Northern Mirkwood: The Wood-Elves Realm
- Publishers: Iron Crown Enterprises
- Publication: 1983
- Genres: Role-playing
- Parent games: Middle-earth Role Playing
- ISBN: 978-0915795086

= Northern Mirkwood: The Wood-Elves Realm =

Fantasy role-playing game supplement

Northern Mirkwood: The Wood-Elves Realm is a 1983 fantasy role-playing game supplement published by Iron Crown Enterprises for Middle-earth Role Playing.

==Contents==
Northern Mirkwood: The Wood-Elves Realm is a supplement that covers the lands depicted in the novel The Hobbit.

==Reception==
Jonathan Sutherland reviewed Northern Mirkwood - The Wood-Elves Realm and Southern Mirkwood - Haunt of the Necromancer for White Dwarf #50, giving both an overall rating of 8 out of 10, and stated that "Both are rich in detail and are much more of a role-playing aid with numerous tables for random events and encounters."

Craig Sheeley reviewed Northern Mirkwood: The Wood-Elves Realm in The Space Gamer No. 73. Sheeley commented that "If you want a Tolkien-esque campaign, then Northern Mirkwood is an invaluable treatise.
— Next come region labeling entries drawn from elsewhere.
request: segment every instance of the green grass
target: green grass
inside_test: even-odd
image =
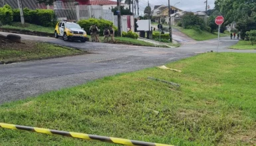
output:
[[[195,31],[194,29],[186,29],[181,27],[176,27],[175,28],[177,28],[179,29],[181,32],[187,35],[188,36],[191,37],[192,38],[195,40],[209,40],[212,38],[215,38],[218,37],[217,33],[214,32],[213,33],[210,33],[209,32],[202,31],[201,33],[198,32],[197,31]],[[227,36],[226,34],[220,33],[219,36]]]
[[[8,46],[0,48],[0,60],[4,62],[17,61],[84,53],[80,50],[43,42],[26,42],[25,44],[16,44],[13,45],[21,46],[21,47],[11,48],[11,46]]]
[[[240,40],[237,44],[231,46],[229,48],[238,49],[238,50],[256,50],[256,45],[251,44],[250,41]]]
[[[207,53],[166,65],[182,72],[153,68],[105,77],[3,104],[0,122],[175,145],[253,145],[255,58]],[[10,129],[0,133],[1,145],[114,145]]]
[[[54,33],[55,31],[54,27],[45,27],[29,23],[26,23],[25,26],[23,27],[21,23],[13,23],[11,25],[3,25],[1,27],[3,29],[13,29],[49,33]]]

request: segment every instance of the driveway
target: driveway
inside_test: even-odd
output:
[[[6,35],[8,33],[0,33]],[[72,46],[91,54],[0,65],[0,104],[84,84],[121,72],[132,72],[171,62],[199,53],[215,50],[217,41],[187,42],[177,48],[162,48],[92,42],[21,35],[23,39]],[[219,51],[235,40],[222,38]],[[253,51],[251,51],[253,52]]]

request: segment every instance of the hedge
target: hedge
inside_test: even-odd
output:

Unfortunately, for the [cost], you could get another Tolkien book."

Andy Blakeman reviewed Northern Mirkwood for Imagine magazine, and stated that "there is so much detail, and so many (often obscure) facts, that it would be a task of near-heroic dimensions to become thoroughly conversant with it all - and, indeed. I wouldn't recommend ICE products to anyone short of time or dedication."